Alert, gas! Put on your masks
A-just it correctly and hurry up fast
Drop! There's a rocket for the Boche barrage                  
Down, hug the ground,
close as you can, don't stand
Creep and crawl, follow me, that's all
What do you hear? Nothing near
Don't fear, all is clear
That's the life of a stroll
When you take a patrol
Out in No Man's Land!
Ain't it grand?
Out in No Man's Land.
            --James Reese Europe

The song was recorded on the Pathé label by Jim Europe and members of the 369th Infantry Hellfighters band in March 1919, shortly after they returned from the war.  It’s probable that the composition had been performed in France: with band instruments simulating the sounds of machine gun fire, artillery explosions, and gas raid sirens, the song communicates the danger of battle while assuring its listeners that action on the front lines is a grand adventure not to be missed.

Advertisements for the recording included personal testimonials:
One of the boys in our office went to war.  On his return I asked him what American effort most impressed him and he answered JIM (Lieut.) EUROPE’S BAND.  He said that the French and British bands would play and one would say to himself, “what beautiful music!” But when Europe’s band came along no one, whatever his race, could keep still. There was that pep, that something of life and animation that made everybody want to do something.
°°

Lt. James R. Europe
Before leaving for the war, John Love, personal secretary to the wealthy Wanamaker family of Philadelphia and a professional acquaintance of Europe, had tried to dissuade him from overseas service. In the summer of 1917, Europe had undergone emergency surgery for health complications related to Grave’s Disease, and Love argued that Europe would be entitled to a medical exemption. Jim Europe replied, “if I could, I would not. My country calls me and I must answer; and if I live to come back, I will startle the world with my music.”°°°


Tragically, in early May of 1919, just months after the New York City Homecoming Parade, Jim Europe was killed backstage during a concert in Boston by a disgruntled musician who was later declared mentally unfit to stand trial. Notable jazz musician Eubie Blake was Jim Europe’s business partner and friend. Later in life, as he recalled the legacy of James Reese Europe, Blake said, 
People don’t realize yet today what we lost when we lost Jim Europe. He was the savior of Negro musicians. He was in a class with Booker T. Washington and Martin Luther King. I met all three of them. Before Europe, Negro musicians were just like wandering minstrels…. Before Jim, they weren’t even supposed to be human beings.  Jim Europe changed all that.  He made a profession for us out of music. All of that we owe to Jim. If only people would realize it.°°°°





* Quoted in Scott's Official History of the American Negro in the World War (1919), by Emmet J. Scott, p. 309.
** Noble Sissle’s Memoirs of Lieutenant ‘Jim’ Europe, quoted in Reid Badger’s excellent biography of James Reese Europe, A Life in Ragtime, 1995, p. 142.
*** For more information, see the article “Fighting for Respect: African-American Soldiers in WWI” by Jami Bryan.

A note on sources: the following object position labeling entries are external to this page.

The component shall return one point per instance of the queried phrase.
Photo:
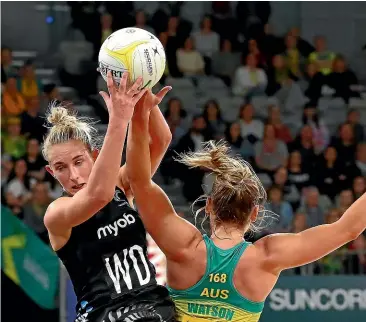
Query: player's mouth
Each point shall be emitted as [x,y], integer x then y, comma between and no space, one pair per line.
[78,187]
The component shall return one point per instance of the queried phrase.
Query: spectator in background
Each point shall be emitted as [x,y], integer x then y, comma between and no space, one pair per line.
[249,80]
[304,47]
[345,144]
[322,57]
[28,84]
[344,200]
[140,21]
[293,56]
[35,161]
[13,103]
[31,122]
[13,143]
[327,172]
[250,128]
[353,118]
[299,173]
[314,82]
[341,79]
[289,190]
[299,223]
[207,42]
[35,209]
[279,75]
[359,187]
[189,60]
[51,94]
[237,143]
[17,188]
[304,143]
[320,131]
[281,130]
[312,208]
[225,62]
[212,115]
[270,154]
[252,48]
[281,208]
[106,21]
[7,70]
[360,162]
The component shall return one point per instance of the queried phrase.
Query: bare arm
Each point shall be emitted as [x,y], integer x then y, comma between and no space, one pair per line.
[160,135]
[154,206]
[65,213]
[283,251]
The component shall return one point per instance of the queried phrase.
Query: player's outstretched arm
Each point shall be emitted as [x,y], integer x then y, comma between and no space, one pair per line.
[65,213]
[283,251]
[174,235]
[159,132]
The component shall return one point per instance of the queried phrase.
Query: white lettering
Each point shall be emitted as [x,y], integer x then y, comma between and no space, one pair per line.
[125,270]
[112,229]
[321,299]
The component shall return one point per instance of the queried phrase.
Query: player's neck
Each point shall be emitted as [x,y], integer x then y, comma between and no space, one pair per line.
[228,232]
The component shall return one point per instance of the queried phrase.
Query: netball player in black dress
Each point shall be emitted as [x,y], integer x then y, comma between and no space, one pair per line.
[94,229]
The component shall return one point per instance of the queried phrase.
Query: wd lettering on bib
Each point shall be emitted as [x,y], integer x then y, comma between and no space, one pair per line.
[112,229]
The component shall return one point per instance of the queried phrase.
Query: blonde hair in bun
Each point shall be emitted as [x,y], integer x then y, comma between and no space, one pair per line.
[65,126]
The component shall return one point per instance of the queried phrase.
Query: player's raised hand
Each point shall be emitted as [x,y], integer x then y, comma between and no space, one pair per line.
[149,100]
[121,101]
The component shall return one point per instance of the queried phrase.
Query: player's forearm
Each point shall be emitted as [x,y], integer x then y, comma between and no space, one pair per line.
[354,219]
[103,178]
[138,149]
[160,137]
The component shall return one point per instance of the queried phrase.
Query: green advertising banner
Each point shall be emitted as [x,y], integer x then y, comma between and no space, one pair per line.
[317,298]
[28,261]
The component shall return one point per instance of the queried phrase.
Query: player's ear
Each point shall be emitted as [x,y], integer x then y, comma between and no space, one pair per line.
[95,154]
[49,170]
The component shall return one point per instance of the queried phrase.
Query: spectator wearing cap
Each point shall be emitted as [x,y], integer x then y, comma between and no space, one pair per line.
[341,79]
[7,70]
[13,143]
[249,80]
[28,84]
[13,103]
[322,57]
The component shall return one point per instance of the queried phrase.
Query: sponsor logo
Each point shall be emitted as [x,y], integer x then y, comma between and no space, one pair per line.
[115,73]
[112,229]
[148,62]
[317,300]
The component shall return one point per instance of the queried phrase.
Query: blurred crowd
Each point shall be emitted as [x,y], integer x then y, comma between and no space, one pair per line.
[312,172]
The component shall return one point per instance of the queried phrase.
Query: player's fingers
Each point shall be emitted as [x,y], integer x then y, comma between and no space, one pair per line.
[137,97]
[123,82]
[135,87]
[163,92]
[105,97]
[110,83]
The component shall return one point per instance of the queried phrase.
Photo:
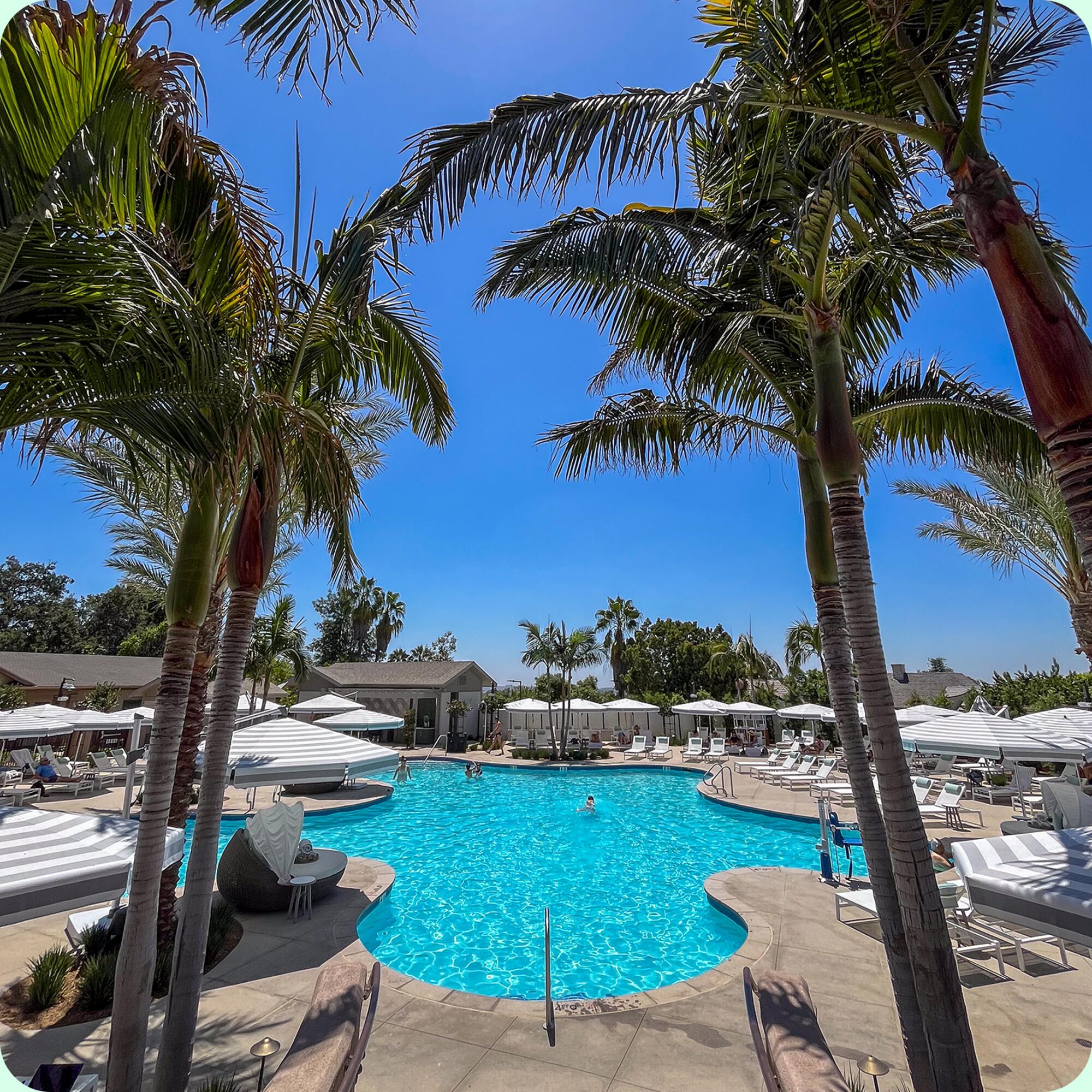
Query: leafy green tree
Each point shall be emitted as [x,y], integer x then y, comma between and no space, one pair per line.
[618,624]
[1014,519]
[105,697]
[277,646]
[149,642]
[13,696]
[118,613]
[37,612]
[803,643]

† Badger, A Life in Ragtime, p. 143.

† New York Times, May 12, 1919, cited in Badger, A Life in Ragtime, p. 7.
 Quoted in Scott’s Official History, p. 306.
 Sissle’s Memoirs, cited in Badger’s A Life in Ragtime, pp. 181-182.

° The sheet music credits the song to James Europe, Noble Sissle, and Eubie Blake. Blake has said he had no part in writing the music but was credited for the song because “because that’s the kind of partners they were.” Sissle’s memoir on Europe’s life recounts visiting Jim Europe in the hospital and hearing Europe’s greeting: “Gee, I am glad to see you boys! Sissle, here’s a wonderful idea for a song that just came to me, in fact it was [from the] experience that I had last night during the bombardment that nearly knocked me out.” Cited in Badger’s A Life in Ragtime, p. 187.

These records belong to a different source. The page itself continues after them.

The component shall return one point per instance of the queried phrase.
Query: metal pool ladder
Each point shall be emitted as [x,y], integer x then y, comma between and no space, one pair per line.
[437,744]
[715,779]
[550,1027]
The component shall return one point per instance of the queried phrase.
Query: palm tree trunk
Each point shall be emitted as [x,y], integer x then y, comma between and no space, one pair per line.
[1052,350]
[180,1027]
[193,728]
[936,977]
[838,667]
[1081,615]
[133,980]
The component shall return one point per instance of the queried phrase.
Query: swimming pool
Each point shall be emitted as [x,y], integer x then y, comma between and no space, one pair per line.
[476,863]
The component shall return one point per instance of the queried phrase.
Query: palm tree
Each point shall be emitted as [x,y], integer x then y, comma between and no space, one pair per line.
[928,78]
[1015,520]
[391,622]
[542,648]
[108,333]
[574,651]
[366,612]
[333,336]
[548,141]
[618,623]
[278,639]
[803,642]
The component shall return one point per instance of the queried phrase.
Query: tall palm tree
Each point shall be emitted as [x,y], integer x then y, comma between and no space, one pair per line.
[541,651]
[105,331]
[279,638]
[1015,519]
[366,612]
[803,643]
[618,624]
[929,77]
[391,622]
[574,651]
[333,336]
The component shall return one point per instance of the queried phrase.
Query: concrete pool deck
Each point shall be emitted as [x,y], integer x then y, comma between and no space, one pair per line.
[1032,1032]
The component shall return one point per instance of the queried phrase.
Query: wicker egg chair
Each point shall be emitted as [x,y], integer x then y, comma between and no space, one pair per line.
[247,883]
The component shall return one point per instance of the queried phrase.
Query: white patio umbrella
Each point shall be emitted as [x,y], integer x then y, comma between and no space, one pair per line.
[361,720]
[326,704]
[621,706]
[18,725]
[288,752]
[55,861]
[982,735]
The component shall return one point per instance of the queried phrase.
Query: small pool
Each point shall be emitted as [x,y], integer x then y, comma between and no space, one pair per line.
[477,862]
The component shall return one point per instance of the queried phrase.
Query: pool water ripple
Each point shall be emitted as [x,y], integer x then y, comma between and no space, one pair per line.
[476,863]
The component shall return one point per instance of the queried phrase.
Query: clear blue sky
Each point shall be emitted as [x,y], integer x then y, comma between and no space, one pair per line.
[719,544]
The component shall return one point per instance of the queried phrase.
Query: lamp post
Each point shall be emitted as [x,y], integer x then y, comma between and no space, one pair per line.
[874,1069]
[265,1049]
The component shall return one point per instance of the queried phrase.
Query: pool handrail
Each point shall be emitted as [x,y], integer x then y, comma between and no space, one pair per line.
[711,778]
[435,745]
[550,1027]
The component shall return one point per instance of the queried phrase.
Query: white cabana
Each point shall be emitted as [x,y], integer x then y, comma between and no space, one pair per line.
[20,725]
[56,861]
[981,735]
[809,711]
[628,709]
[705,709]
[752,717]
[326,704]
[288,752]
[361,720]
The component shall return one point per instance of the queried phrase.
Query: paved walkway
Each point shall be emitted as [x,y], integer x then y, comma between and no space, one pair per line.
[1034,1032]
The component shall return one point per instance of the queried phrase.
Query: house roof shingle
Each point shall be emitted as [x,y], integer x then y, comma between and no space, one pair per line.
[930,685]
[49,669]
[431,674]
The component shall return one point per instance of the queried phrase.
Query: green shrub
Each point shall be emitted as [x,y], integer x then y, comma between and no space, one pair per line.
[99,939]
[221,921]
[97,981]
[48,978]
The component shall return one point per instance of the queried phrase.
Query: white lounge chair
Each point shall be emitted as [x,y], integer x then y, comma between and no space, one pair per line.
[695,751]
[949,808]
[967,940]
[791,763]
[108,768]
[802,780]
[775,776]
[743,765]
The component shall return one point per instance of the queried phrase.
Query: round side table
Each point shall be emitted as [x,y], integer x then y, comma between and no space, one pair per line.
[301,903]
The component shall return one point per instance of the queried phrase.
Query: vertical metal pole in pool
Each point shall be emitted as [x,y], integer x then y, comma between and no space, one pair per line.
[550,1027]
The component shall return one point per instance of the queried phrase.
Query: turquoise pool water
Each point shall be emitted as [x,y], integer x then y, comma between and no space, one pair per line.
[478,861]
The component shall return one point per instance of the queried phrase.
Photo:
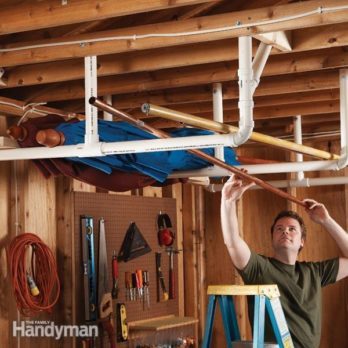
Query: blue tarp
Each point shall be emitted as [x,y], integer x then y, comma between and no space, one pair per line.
[157,165]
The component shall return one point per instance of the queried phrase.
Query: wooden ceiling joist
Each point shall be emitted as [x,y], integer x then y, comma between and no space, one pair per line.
[121,86]
[225,50]
[202,24]
[46,14]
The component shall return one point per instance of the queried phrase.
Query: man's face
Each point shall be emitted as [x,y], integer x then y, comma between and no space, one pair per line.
[287,234]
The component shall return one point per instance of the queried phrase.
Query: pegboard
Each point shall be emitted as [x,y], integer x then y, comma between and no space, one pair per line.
[119,211]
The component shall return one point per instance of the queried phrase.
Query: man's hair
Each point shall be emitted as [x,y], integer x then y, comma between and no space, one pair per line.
[293,215]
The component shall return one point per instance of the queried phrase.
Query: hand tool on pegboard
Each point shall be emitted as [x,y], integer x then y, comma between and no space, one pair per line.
[89,273]
[104,294]
[133,245]
[165,235]
[122,326]
[128,285]
[171,252]
[139,275]
[160,280]
[114,264]
[146,282]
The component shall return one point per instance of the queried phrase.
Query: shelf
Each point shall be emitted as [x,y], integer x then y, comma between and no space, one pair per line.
[161,323]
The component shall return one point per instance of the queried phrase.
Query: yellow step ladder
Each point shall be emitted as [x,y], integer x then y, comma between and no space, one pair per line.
[266,298]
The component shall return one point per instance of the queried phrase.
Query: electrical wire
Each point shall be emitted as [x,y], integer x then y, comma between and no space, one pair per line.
[320,10]
[42,269]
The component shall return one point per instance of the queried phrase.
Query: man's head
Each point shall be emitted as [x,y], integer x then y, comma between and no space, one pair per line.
[288,231]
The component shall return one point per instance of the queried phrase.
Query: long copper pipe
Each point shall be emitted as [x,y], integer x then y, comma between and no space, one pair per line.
[160,111]
[161,134]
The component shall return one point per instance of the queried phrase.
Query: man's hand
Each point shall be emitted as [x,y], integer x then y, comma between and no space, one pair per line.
[316,211]
[235,187]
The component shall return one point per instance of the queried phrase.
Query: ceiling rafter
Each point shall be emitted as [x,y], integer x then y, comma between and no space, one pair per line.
[201,24]
[46,14]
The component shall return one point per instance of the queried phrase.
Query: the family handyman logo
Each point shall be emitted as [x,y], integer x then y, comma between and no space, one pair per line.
[50,329]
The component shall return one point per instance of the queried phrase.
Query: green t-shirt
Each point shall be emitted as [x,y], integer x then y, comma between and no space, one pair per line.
[300,293]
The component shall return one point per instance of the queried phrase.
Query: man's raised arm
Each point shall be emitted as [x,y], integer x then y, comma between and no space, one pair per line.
[319,214]
[236,246]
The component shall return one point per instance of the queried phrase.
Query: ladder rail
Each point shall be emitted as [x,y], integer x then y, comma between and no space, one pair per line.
[266,299]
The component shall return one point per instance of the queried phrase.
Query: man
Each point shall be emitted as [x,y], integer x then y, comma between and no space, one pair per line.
[299,282]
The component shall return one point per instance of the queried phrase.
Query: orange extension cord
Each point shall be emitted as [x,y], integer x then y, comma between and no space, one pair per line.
[42,269]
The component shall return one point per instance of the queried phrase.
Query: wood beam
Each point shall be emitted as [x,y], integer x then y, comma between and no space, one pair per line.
[47,14]
[151,60]
[18,108]
[282,84]
[278,39]
[274,101]
[45,54]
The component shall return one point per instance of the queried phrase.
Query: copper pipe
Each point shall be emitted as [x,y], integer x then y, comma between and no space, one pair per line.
[161,134]
[160,111]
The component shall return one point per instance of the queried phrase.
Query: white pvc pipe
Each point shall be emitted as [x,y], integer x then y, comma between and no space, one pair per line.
[91,132]
[218,114]
[298,140]
[106,115]
[307,182]
[284,167]
[114,148]
[343,161]
[246,82]
[259,62]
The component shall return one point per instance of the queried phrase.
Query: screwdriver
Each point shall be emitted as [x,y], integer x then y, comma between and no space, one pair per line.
[134,286]
[128,283]
[146,288]
[139,274]
[114,292]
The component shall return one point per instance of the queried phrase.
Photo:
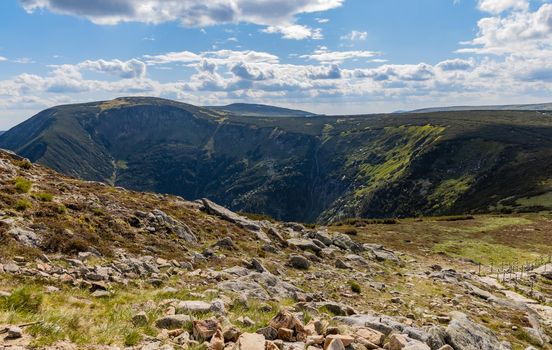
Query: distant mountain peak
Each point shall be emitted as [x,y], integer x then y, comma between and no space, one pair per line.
[260,110]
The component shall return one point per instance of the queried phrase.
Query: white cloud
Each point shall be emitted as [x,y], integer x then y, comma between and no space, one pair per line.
[456,65]
[295,32]
[322,55]
[276,14]
[498,6]
[129,69]
[521,33]
[355,36]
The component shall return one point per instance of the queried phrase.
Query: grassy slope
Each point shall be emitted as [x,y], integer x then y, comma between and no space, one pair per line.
[319,168]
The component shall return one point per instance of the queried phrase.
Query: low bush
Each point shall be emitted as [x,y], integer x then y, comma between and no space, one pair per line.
[355,287]
[22,300]
[22,185]
[23,204]
[24,164]
[43,196]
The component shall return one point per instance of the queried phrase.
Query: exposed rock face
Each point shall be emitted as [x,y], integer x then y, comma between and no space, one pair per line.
[226,214]
[463,334]
[26,237]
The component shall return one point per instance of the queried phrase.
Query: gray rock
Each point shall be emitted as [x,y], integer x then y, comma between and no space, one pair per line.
[262,286]
[345,242]
[11,268]
[14,332]
[299,262]
[304,244]
[192,306]
[322,237]
[26,237]
[225,242]
[380,253]
[140,319]
[463,334]
[173,321]
[228,215]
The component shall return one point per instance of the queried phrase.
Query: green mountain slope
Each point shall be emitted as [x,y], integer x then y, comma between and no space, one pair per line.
[322,168]
[258,110]
[524,107]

°° Talking Machine World, June 15, 1919.  Cited in Tim Brooks’ Lost Sounds: Blacks and the Birth of the Recording Industry, 1890-1919, p. 285.

°°° From John Love’s letter to Noble Sissle dated 28 January, 1920 and included in Sissle’s Memoirs. Cited in Badger’s A Life in Ragtime, p. 154.

°°°° From Eubie Blake, by Al Rose. Cited in Brooks’ Lost Sounds: Blacks and the Birth of the Recording Industry, 1890-1919, p. 291.